A fundamental concept in multivariate statistics, sample correlation matrix, is often used to infer the correlation/dependence structure among random variables, when the population mean and covariance are unknown. A natural block extension of it, {\it sample block correlation matrix}, is proposed to take on the same role, when random variables are generalized to random sub-vectors. In this paper, we establish a spectral theory of the sample block correlation matrices and apply it to group independent test and related problem, under the high-dimensional setting. More specifically, we consider a random vector of dimension $p$, consisting of $k$ sub-vectors of dimension $p_t$'s, where $p_t$'s can vary from $1$ to order $p$. Our primary goal is to investigate the dependence of the $k$ sub-vectors.
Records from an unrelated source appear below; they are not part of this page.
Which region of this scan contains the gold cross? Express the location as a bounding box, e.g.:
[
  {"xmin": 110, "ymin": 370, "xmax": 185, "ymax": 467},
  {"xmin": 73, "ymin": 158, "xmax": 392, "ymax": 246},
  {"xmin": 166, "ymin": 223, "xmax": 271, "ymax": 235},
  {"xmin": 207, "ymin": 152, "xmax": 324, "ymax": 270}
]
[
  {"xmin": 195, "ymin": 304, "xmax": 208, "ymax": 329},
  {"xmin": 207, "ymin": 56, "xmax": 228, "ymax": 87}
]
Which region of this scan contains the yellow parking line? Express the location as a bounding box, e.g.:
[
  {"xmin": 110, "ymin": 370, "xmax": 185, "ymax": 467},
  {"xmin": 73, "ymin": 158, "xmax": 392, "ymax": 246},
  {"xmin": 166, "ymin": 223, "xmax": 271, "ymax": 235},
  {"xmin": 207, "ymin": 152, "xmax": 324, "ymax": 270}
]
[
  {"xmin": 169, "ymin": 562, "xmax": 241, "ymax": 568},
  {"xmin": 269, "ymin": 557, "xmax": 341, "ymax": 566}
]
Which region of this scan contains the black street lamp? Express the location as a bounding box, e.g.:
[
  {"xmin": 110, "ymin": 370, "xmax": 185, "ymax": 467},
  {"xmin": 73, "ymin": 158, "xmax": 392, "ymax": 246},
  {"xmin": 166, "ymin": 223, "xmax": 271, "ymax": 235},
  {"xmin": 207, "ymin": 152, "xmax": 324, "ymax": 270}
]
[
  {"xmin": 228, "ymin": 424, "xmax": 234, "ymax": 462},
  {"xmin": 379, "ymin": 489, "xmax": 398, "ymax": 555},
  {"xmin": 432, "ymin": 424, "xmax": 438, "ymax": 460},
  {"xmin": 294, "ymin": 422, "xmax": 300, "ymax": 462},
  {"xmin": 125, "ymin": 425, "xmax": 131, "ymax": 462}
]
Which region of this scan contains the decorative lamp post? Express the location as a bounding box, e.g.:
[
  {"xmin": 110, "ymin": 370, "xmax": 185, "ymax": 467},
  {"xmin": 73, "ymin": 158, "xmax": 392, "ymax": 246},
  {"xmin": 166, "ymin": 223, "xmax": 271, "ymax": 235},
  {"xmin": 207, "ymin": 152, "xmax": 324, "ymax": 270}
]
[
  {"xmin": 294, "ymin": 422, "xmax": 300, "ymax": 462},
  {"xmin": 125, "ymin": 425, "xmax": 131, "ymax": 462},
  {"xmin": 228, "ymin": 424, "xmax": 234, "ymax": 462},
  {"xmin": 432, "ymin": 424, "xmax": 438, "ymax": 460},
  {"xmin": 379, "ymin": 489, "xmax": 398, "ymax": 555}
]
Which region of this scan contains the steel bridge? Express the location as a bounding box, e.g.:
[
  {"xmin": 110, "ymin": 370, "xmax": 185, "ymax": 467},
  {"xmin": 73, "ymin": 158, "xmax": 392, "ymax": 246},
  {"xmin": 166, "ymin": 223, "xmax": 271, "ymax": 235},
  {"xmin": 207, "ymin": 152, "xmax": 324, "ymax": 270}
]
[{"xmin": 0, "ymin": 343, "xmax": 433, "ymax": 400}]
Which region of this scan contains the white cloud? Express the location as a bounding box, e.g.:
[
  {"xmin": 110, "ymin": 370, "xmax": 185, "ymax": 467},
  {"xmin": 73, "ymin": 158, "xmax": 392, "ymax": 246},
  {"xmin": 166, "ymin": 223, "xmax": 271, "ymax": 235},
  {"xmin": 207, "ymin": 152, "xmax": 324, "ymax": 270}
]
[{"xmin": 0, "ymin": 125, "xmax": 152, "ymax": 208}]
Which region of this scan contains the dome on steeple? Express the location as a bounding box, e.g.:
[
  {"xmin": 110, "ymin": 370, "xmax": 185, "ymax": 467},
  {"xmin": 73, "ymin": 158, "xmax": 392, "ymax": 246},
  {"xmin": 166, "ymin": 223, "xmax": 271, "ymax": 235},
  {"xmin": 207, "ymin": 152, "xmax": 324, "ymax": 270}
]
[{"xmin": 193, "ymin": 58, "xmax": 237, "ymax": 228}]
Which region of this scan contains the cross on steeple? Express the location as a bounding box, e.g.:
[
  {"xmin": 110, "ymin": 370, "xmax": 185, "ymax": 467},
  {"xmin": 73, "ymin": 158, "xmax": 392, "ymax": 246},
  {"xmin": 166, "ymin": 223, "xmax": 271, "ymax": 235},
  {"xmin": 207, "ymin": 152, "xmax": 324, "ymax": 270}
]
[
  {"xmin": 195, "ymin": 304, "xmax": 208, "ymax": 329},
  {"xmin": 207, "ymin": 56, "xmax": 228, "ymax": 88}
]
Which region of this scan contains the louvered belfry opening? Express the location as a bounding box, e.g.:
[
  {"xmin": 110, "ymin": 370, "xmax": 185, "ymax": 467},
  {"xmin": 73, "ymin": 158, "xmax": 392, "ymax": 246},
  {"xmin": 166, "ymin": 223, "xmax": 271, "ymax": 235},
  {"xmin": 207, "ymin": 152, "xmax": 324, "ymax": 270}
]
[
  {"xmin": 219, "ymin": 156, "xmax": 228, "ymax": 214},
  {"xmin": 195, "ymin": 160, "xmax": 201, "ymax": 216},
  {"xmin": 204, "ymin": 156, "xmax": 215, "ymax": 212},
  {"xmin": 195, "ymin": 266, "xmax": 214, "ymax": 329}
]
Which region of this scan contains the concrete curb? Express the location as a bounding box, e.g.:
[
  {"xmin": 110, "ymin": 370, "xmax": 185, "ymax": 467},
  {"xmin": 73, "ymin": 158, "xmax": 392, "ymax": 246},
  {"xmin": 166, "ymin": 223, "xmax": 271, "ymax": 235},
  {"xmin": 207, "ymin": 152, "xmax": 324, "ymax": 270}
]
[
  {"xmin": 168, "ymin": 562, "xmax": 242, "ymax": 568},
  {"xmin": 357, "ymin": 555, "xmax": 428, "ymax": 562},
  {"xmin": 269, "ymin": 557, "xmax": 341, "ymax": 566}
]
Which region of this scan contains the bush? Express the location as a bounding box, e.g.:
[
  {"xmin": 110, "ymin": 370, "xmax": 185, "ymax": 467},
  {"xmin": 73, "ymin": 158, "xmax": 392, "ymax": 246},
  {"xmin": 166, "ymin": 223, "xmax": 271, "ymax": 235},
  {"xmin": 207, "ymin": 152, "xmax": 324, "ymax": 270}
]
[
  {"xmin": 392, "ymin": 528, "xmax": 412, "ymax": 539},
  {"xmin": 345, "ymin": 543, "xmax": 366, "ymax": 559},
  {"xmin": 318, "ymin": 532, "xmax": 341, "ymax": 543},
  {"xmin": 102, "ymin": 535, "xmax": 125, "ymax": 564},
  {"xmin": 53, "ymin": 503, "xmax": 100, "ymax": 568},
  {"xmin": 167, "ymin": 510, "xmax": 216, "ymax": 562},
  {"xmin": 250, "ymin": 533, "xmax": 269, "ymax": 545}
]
We construct a random matrix model called sample block correlation matrix based on $n$ samples for this purpose. The spectral statistics of the sample block correlation matrix include the classical Wilks' statistic and Schott's statistic as special cases. It turns out that the spectral statistics do not depend on the unknown population mean and covariance. Further, under the null hypothesis that the sub-vectors are independent, the limiting behavior of the spectral statistics can be described with the aid of the Free Probability Theory. Specifically, under three different settings of possibly $n$-dependent $k$ and $p_t$'s, we show that the empirical spectral distribution of the sample block correlation matrix converges to the free Poisson binomial distribution, free Poisson distribution (Marchenko-Pastur law) and free Gaussian distribution (semicircle law), respectively. We then further derive the CLTs for the linear spectral statistics of the block correlation matrix under general setting.